A man who's standing very close to me, his hands on my body, his piercing green eyes intent on my face.
"Now we'll try a different scenario," he says after I've successfully broken his grip a dozen times. "If someone comes at you from behind?—"
Before I can process what's happening, he moves behind me and wraps one arm around my waist, pulling me back against his chest. My breath leaves me in a rush. I can feel the solid wall of his body against my back, the strength in the arm banded across my stomach, the heat of him seeping through my thin T-shirt.

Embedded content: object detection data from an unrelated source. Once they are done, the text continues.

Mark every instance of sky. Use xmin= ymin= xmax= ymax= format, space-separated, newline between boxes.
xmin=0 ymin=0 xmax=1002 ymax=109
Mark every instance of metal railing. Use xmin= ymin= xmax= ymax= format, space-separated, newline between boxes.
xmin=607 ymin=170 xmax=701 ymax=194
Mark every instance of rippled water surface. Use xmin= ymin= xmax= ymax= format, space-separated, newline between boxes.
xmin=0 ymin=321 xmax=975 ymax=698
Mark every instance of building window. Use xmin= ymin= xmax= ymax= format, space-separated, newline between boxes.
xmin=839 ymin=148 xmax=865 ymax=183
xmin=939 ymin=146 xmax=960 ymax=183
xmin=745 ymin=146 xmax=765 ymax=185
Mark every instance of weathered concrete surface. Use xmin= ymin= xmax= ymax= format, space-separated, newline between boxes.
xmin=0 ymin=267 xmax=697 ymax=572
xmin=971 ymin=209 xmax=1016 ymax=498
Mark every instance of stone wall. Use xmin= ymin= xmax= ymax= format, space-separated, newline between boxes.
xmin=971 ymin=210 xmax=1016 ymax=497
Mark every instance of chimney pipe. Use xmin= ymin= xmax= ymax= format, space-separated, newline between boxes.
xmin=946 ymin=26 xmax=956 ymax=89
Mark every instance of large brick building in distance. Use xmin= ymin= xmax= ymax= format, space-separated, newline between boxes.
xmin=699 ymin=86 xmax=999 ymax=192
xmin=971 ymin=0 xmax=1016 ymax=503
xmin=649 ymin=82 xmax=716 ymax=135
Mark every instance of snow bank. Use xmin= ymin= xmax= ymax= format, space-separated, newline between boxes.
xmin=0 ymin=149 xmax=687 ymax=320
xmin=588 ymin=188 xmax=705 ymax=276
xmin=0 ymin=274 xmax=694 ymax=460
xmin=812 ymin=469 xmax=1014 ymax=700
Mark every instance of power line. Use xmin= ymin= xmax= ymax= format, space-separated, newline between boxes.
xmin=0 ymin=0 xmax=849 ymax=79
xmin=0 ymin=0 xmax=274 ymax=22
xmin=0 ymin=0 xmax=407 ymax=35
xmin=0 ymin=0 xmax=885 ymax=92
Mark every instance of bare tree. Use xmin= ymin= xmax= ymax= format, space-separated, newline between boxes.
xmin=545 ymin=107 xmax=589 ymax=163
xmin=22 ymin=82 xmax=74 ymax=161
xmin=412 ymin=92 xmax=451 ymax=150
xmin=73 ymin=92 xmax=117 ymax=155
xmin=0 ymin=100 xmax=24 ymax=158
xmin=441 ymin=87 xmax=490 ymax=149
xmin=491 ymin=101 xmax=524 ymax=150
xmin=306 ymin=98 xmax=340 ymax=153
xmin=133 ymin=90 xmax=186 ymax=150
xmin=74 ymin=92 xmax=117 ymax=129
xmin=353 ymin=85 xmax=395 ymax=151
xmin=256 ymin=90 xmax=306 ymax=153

"Don't panic," he says, his voice close to my ear. "Panicking makes you freeze, and that's what they want. Instead, you're going to drop your weight—make yourself heavy—and then drive your elbow back into their ribs. Like this."
He guides my arm through the motion, slow and controlled. His hand wraps around my elbow, directing it backward. I can barely concentrate on what he's teaching me. All I can think about is how it feels to be pressed against him like this, how I can feel every breath he takes, how his voice rumbles through his chest and into my back.
How, for just a moment… for the first time, being held by him doesn't feel frightening at all. It feels... safe. Protected.
And something else I don't have words for.
"Your turn," Sean says, releasing me and stepping back. I immediately feel cold without him behind me. "I'm going to grab you, and you're going to escape. Ready?"
I nod, trying to shake off the strange feelings coursing through me.
He moves behind me again and wraps his arm around my waist. This time, I can feel his muscles tense, feel the controlled power in how he's holding me. Not hard enough to hurt, but firm enough that I understand I couldn't simply pull away.
I try to remember what he taught me. Drop my weight. I let myself sag in his grip, and I feel his arm adjust to hold me. Then I drive my elbow back toward where his ribs should be.
I don't make contact—he's pulled back enough that I can't reach him—but the motion is right.
"Better," he says. "But harder. If someone's attacking you, you can't hold back. You need to hurt them. Again."
We practice the movement over and over. Each time he grabs me, each time I'm pressed against the solid heat of his body, I feel that unfamiliar awareness growing stronger. I'm hyperconscious of every point of contact, every place where his skin touches mine or his breath stirs my hair.
And I think he feels it too. I can hear the slight roughness in his voice, see the tension in his jaw when I glance back at him. Once, when I successfully drive my elbow back, and he has to release me quickly, I catch something in his eyes—something dark and hungry that makes my stomach flip.
But he’s careful to keep his distance except when he's demonstrating a technique. Never lets his hands linger longer than necessary. He’s careful to keep his hips from pressing against me, from letting me feel if this is affecting him the way it is me.
It should make me feel better. Instead, it makes me ache in a way I don't fully understand.
After an hour of practicing various escapes and defensive moves, Sean steps back and rolls his shoulders. "That's enough for today. Tomorrow we'll work more on strikes. For now, let's go out to the range."
My legs are shaky as I follow him out of the gym and out to the backyard, where Sean drives us to the range at the far end of the estate in an old Range Rover. We're both slightly damp with sweat, and I'm intensely aware of the small space of the car, the way Sean takes up so much of it with his presence.
"You did well," he says as we drive, and the praise makes something glow warm in my chest. "You're stronger than you think."
I duck my head, not sure how to respond. No one has ever praised my physical abilities before. I've always been the weak one, the delicate one, the one who needed protecting.
But today, when Sean looked at me, it didn’t feel like he saw someone weak. He saw someone worth teaching. Someone capable.
The shooting range is smaller than I expected—just a few lanes, clearly meant for the security team to come out and practice when they have time. Sean unlocks a cabinet and pulls out two guns, along with safety equipment.
"This is a Glock 19," he says, showing me one of the weapons. "Nine millimeter. It’s a standard defensive weapon. We're going to start with the basics—how to hold it, how to aim, how to manage recoil."
He sets it down on the counter and picks up safety glasses and ear protection, handing me a set. My hands are trembling as I put them on.
"I don't know if I can do this," I admit. The gun looks deadly and foreign on the counter between us. "What if I'm terrible at it?"
"Then you'll practice until you're not terrible." Sean's voice is matter-of-fact. "Everyone starts somewhere, Maeve. Even me."